Much of the archaeological remains are of the expanded Second Temple created by Herod, the Idumean, Roman appointed governor of the region in the first century CE. Herod was responsible for raising the level of what is now known as the Temple Mount, and the famous Western or Wailing Wall is, in fact, the outer curtain wall of the Mount rather than a Temple wall itself.
The religious institution which we, of course, know best is the synagogue. It used to be assumed that the synagogue must have been founded during the Babylonian exile (586-536 CE) on the ahistorical ground that once the Babylonians had sacked the First Temple in Jerusalem and brought the Jews to exile in Babylon in 586 BCE, they must have found an alternative place to meet for religious purposes. An article by Ellis Rivkin, the late professor of Jewish History at the Hebrew Union College in America, titled Ecclesiasticus and Non Appearance of the Synagogue, demonstrates in my view that the synagogue was not established until after the return of the Jews to the Land of Israel. Modern scholarship suggests that the synagogue may well have been established after the Maccabean Wars (circa. 167-164 BC) when a growing urban, Jewish middle class, influenced by Greek ideas of democracy, began to question why they should fight and die for a faith which seemed to suffer from rigid central control by an hereditary class of priests, centred in one admittedly glorious building.
Concerning the Second Temple, rabbinic literature, including in particular the Mishnah, gives us quite a deal of detail about Temple practices including sacrifice, prayer, music, and who was doing what. This Second Temple came to an end when the Romans, under Vespasian and then Titus, razed to the ground the Temple and much of Jerusalem, and thereafter the Roman authorities forbade its rebuilding. It was eventually replaced, first with Roman buildings, and later by the two mosques which still stand on the Temple Mount today.
It would appear therefore that temple and synagogue co-existed for at least some 250 years (circa. 170 BCE – 70 CE). The Temple was a central body in which an hereditary class of priests had interpretive authority to decide what God wanted and what the Jewish people should do, and, in a technical sense, carried out sacrifices on behalf of the Jews who would watch but perhaps barely understood what was happening. The synagogue offered an alternative: a participative, democratic style of worship in both the traditional Hebrew and the local vernacular, the absence of animal sacrifices, and a system of leadership based on education and merit.

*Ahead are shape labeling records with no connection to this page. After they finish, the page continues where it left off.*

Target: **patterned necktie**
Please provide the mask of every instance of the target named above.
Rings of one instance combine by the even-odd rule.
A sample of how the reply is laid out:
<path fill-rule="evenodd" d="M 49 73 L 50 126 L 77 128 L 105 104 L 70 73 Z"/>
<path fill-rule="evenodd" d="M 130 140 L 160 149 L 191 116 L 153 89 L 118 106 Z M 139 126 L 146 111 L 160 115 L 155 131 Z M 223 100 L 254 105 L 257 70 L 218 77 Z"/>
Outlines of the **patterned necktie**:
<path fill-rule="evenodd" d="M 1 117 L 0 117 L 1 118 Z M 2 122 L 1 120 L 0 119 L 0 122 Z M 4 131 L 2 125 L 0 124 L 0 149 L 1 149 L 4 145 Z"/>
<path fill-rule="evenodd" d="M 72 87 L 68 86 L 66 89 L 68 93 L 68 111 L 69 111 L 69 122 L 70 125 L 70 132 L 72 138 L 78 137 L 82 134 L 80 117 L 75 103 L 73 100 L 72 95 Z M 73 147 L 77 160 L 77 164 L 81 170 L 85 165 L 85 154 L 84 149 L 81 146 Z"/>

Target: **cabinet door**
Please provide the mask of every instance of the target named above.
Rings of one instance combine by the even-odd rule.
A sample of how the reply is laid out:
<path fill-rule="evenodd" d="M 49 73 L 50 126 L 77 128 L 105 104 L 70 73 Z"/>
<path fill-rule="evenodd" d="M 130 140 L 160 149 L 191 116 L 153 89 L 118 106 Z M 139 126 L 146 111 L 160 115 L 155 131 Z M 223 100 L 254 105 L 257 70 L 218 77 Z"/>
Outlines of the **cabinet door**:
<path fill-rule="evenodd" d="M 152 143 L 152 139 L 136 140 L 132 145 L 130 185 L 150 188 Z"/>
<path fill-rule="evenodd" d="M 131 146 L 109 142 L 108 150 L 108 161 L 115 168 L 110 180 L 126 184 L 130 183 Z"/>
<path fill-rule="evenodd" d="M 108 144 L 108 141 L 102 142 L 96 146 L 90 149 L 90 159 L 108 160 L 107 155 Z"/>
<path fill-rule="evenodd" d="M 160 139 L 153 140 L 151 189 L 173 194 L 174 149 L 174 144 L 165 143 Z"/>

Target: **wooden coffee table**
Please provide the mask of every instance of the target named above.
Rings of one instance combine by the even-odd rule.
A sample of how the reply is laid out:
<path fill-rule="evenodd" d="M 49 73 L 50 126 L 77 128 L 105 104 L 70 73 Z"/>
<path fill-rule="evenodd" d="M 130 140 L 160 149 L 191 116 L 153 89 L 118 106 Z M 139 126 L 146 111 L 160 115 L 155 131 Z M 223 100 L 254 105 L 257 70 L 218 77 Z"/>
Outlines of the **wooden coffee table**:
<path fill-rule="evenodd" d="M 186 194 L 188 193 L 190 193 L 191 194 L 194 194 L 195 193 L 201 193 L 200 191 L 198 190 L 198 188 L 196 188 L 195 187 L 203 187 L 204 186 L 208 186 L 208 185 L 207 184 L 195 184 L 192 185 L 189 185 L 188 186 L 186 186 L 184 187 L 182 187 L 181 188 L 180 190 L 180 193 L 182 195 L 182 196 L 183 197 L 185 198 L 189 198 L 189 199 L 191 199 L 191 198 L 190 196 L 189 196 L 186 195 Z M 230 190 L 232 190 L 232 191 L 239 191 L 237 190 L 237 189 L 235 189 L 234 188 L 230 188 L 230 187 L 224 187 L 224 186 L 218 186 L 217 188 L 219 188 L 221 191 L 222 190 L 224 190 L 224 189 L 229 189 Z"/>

The traditional liturgy still prays for the restoration of the Temple as a precursor to the arrival of the Messiah. In its earliest years Liberal Judaism rejected the concept of a personal Messiah and the desirability of the restoration of the Temple. Liberal Judaism argues that the Temple is a glorious but past phase of Judaism and that the institution which supplanted it, the synagogue, is a finer institution for the purposes of meeting the religious, educational and social needs of the modern Jewish community and is a more effective means of affirming, in a metaphorical sense, the presence of God.
In a literal sense of course of the idea of God having a house in which S(He) dwells is an absurd one. It was a point well made by the Psalmist, other Jewish commentators and the Midrashist (in Mechilta to Exodus 17:6) who declared “Wherever you find a human footprint, there God is before you”.
The presence of God was a common theme for Hassidic story tellers: “Where is the dwelling of God?” This was the question with which Rabbi Mendel of Kotzk surprised a number of learned people who happened to be visiting him. They laughed at him: “What a thing to ask! Is not the whole world full of God’s glory?” Then he answered his own question: “God dwells wherever we let God in.” (Martin Buber, Tales of the Hasidim: The Later Masters, Schocken Books, New York, 1961, p. 277).
May this week and this Shabbat give you plenty of opportunities to let God in.